14 December 2010

Julian Assange Granted Bail

We are all Julian Assange
But the Swedish prosecutors promptly appealed the decision, meaning that he spends at least another 48 hours in custody, which in his case means rather harsh isolation.

On the other hand, it appears that reports of a grand jury investigating an indictment under the 1917 espionage act may be baseless.

Truth be told, a good prosecutor can find an sitting already sitting grand jury, and Mr. Assange from a legal perspective is certainly a ham sandwich.

Were I a prosecutor, I would not begin any process until Assange were in Sweden, where extraditions appears to be more likely than in the UK.

Of course, while this is going on, the internet is still being roiled by attacks on both sides of the issue, with Anonymous emerging from 4chan to hit the financial and IT companies that cut Wikileaks off, and other hackers going after Wikileaks, in a game of dueling DDOS attacks.
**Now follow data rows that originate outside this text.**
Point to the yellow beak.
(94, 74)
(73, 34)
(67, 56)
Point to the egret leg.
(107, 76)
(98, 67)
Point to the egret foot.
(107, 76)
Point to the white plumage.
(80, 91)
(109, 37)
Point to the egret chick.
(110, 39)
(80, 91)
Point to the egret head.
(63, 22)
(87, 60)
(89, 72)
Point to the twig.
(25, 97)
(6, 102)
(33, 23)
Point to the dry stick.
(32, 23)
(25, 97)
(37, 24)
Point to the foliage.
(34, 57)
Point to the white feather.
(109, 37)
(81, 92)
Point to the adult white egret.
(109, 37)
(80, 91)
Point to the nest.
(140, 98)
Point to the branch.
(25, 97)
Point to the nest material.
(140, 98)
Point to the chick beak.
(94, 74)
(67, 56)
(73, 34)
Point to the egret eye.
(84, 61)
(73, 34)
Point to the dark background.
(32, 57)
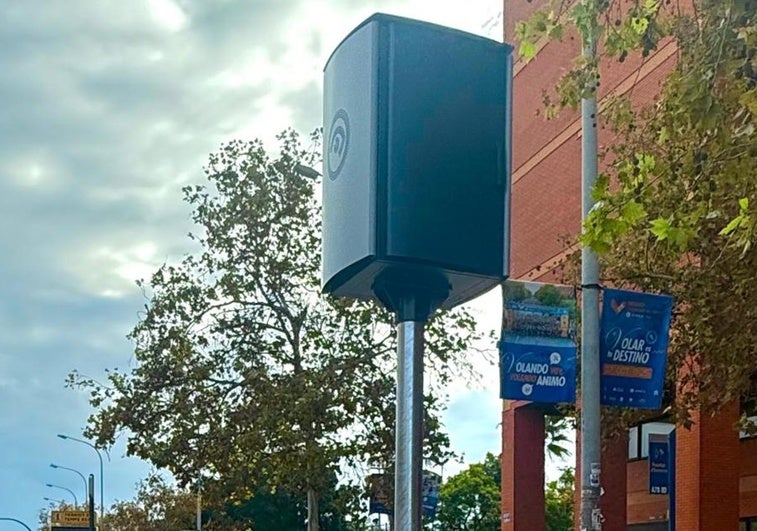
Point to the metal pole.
(84, 480)
(17, 521)
(100, 457)
(91, 498)
(76, 501)
(590, 411)
(409, 443)
(198, 522)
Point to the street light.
(17, 521)
(100, 457)
(76, 502)
(53, 465)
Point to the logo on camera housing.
(338, 143)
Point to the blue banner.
(430, 495)
(539, 373)
(633, 348)
(659, 464)
(382, 493)
(538, 349)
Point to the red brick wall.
(522, 467)
(748, 478)
(707, 473)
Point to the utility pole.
(591, 519)
(198, 519)
(91, 504)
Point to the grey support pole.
(590, 411)
(19, 522)
(409, 436)
(91, 504)
(413, 298)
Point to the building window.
(638, 438)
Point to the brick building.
(716, 469)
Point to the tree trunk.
(312, 510)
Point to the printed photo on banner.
(633, 348)
(538, 347)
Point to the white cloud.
(168, 14)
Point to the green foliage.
(675, 208)
(244, 371)
(549, 295)
(559, 500)
(157, 506)
(469, 501)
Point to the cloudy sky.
(108, 107)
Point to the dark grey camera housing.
(416, 158)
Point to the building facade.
(715, 485)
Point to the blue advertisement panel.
(430, 495)
(633, 348)
(382, 493)
(659, 464)
(538, 349)
(381, 499)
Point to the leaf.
(660, 227)
(732, 226)
(527, 50)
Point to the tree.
(559, 500)
(675, 207)
(244, 371)
(469, 501)
(157, 506)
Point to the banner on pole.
(659, 464)
(430, 499)
(633, 348)
(538, 348)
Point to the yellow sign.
(69, 519)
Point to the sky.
(107, 108)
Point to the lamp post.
(76, 502)
(100, 457)
(19, 522)
(83, 479)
Hanging over all this is Assange's poison pill file, which has been distributed to tens, if not hundreds, of thousands of people, waiting for the decryption key that will be distributed if anything happens to him or Wikileaks by a dozen or so of his colleagues.

And then there is the absurdity that Amazon, after tossing Wikileaks from their servers, is now selling copies of the cables for the Kindles.

In the mean time, here are the crucial government secrets that we now know as a result of the cables:
Of course there is some truly sensitive and shocking information out there, specifically that, the DPRK (North Korea) was willing to take significant steps to  reassure the US and the ROK (South Korea) in exchange for an Eric Clapton concert in Pyongyang.

Merciful heavens, we can't let the citizenry know about that.

The final word on this is Pentagon Papers leaker Daniel Ellsberg's, "EVERY attack now made on WikiLeaks and Julian Assange was made against me and the release of the Pentagon Papers at the time."